Strategi ini mirip dengan cara Persib Bandung belanja pemain asing di Liga 1: bukan asal bawa bintang Eropa, tapi mencari pemain yang pas dengan taktik dan karakter tim, seperti saat Maung Bandung merekrut Ciro Alves atau David da Silva untuk mengisi posisi yang benar-benar dibutuhkan. Liverpool tidak asal borong semua yang ada di etalase pasar, melainkan datang dengan daftar belanja yang jelas. Hasilnya, setiap transfer punya alasan kuat dan potensi kontribusi langsung di lapangan.

Manchester City: Dari Raja Minyak” ke Juragan Saham

Manchester City mengubah strategi belanja pemain di bursa transfer musim panas 2025. Kalau dulu mereka seperti klub yang tinggal “angkat telepon” untuk mendapatkan pemain, kini City lebih mirip investor cerdas yang membeli saham saat harga miring. Tiga rekrutan anyar menjadi buktinya. Gelandang Belanda, Tijjani Reijnders, resmi didatangkan dari AC Milan dengan biaya awal sekitar €55 juta yang bisa naik hingga €70 juta lewat klausul tambahan. Bek kiri Wolves, Rayan Aït-Nouri, diboyong seharga £31 juta plus bonus performa hingga £5 juta. Sementara winger muda Lyon, Rayan Cherki, bergabung dengan nilai awal €36 juta ditambah potensi €6 juta. Pola belanja ini mengingatkan pada strategi beberapa klub Liga 1 seperti Persib Bandung, yang belanja pemain dengan perhitungan matang untuk jangka panjang, bukan sekadar mengejar nama besar. City tampaknya sedang membangun tim masa depan sambil menjaga keseimbangan neraca keuangan, sebuah pendekatan yang jarang terlihat dari “Raja Minyak” beberapa tahun lalu.

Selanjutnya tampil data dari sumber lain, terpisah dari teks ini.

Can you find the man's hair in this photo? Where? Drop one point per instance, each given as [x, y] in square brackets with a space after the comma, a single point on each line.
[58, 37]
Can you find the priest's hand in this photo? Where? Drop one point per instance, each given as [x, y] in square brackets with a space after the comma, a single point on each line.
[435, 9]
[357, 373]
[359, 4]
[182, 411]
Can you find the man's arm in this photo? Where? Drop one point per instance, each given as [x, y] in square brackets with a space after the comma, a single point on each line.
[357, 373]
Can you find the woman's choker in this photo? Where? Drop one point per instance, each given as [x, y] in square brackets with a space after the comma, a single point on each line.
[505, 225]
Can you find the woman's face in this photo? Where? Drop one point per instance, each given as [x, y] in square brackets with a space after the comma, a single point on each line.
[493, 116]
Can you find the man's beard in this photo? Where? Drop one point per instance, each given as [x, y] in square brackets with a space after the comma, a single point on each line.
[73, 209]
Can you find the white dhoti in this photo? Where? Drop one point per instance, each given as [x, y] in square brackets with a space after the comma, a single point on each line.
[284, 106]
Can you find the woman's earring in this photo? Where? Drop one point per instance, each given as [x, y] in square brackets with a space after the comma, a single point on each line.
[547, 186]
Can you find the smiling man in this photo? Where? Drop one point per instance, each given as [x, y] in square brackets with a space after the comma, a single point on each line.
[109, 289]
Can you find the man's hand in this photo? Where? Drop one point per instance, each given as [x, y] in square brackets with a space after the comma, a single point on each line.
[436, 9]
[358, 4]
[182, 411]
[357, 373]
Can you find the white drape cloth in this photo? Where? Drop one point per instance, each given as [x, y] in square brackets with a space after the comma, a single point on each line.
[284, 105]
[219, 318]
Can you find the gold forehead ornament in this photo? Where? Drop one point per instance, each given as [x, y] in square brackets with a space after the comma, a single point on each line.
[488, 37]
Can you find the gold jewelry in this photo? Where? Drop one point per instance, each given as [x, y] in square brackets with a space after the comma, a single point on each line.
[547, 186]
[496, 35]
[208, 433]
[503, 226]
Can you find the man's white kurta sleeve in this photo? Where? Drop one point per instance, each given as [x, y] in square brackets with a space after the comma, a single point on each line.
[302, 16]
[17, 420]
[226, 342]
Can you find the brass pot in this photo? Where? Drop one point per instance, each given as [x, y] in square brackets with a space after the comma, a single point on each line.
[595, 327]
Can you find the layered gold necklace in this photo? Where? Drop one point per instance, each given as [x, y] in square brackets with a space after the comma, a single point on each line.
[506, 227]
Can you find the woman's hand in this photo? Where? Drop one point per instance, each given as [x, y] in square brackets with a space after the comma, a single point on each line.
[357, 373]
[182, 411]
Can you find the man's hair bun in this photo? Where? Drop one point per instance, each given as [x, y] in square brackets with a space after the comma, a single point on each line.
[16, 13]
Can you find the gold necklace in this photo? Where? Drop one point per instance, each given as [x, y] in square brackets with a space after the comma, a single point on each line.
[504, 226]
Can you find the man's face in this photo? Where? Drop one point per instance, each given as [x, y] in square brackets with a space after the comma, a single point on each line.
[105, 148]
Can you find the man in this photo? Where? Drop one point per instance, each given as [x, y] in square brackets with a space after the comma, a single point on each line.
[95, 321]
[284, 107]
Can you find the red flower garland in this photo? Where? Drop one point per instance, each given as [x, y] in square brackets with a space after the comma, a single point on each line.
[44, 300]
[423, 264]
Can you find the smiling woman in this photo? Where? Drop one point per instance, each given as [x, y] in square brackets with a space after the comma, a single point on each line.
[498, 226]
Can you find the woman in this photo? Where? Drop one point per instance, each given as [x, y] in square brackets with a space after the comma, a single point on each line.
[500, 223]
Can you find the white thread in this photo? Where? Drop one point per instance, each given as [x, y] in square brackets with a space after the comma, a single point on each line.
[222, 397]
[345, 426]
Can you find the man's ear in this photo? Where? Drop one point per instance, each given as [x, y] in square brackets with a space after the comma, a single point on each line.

La Liga: Mau, Tapi Dompet Tipis

Barcelona masih berjalan di atas tali tipis finansial—sudah mendapat figur baru seperti kiper utama Espanyol, Joan García, seharga sekitar €25 juta. Mereka juga merekrut Marcus Rashford dari Manchester United dengan skema pinjaman; opsi beli di akhir masa pinjam dipatok sekitar €30 juta, sementara Rashford bersedia menerima potongan gaji sekitar 15% agar transfer bisa masuk dalam batas anggaran klub. Semua dilakukan dengan sangat berhati-hati, karena klub masih terbentur aturan Financial Fair Play dan prosedur registrasi yang rumit.

Di sisi lain, Real Madrid tampak lebih agresif dalam membangun tim masa depan.

Mereka sukses mengamankan tanda tangan bek muda potensial Dean Huijsen dari Bournemouth senilai £50 juta, sesuai klausul pelepasannya, dan kontrak dijalin jangka panjang hingga tahun 2030.

Arab Saudi: Dari Sultan Jadi Lebih Santun, Tapi Sekarang Beli Pakai Hitungan

Arab Saudi pernah menjadi sorotan dunia karena gaya belanja yang seperti Sultan datang ke pasar: mendatangkan pemain top sekaligus dalam sekali angkut. Namun, musim panas 2025 menunjukkan perubahan pendekatan yang lebih elegan. Ambil kasus Mateo Retegui—penyerang Italia-Argentina dari Atalanta—yang resmi pindah ke Al-Qadsiah dengan biaya sekitar €65 juta ditambah bonus, menjadikannya pemain Italia termahal dalam sejarah transfer Di sisi lain, Theo Hernandez resmi merapat ke Al-Hilal dengan harga sekitar €25 juta, sebagai bagian dari kontrak tiga tahun Sedangkan João Félix bergabung dengan Al-Nassr dari Chelsea dalam kesepakatan senilai €30 juta awal, yang bisa mencapai €50 juta jika menyertakan add-ons

Indonesia: Stabil, Nggak Banyak Gaya

Bursa transfer Liga 1 2025 terasa adem ayem jika dibandingkan dengan hingar-bingar Eropa atau Arab Saudi. Transfer termahal musim panas ini hanya terjadi saat Maxwell asal Brasil merapat ke Persija Jakarta dengan banderol sekitar €300 ribu. Selebihnya? Mayoritas klub memilih jalur hemat lewat bebas transfer. Persib Bandung, misalnya, cenderung mengikuti pola belanja yang konsisten: mengandalkan rekrutmen tepat guna, tanpa boros, tapi efektif untuk menjaga stabilitas tim. Arema FC dan Persebaya Surabaya juga mengambil langkah serupa—merekrut pemain yang memang dibutuhkan, bukan sekadar nama besar. Inilah ciri khas Liga 1: manuver realistis, memaksimalkan potensi lokal, dan tetap berusaha kompetitif di tengah keterbatasan anggaran.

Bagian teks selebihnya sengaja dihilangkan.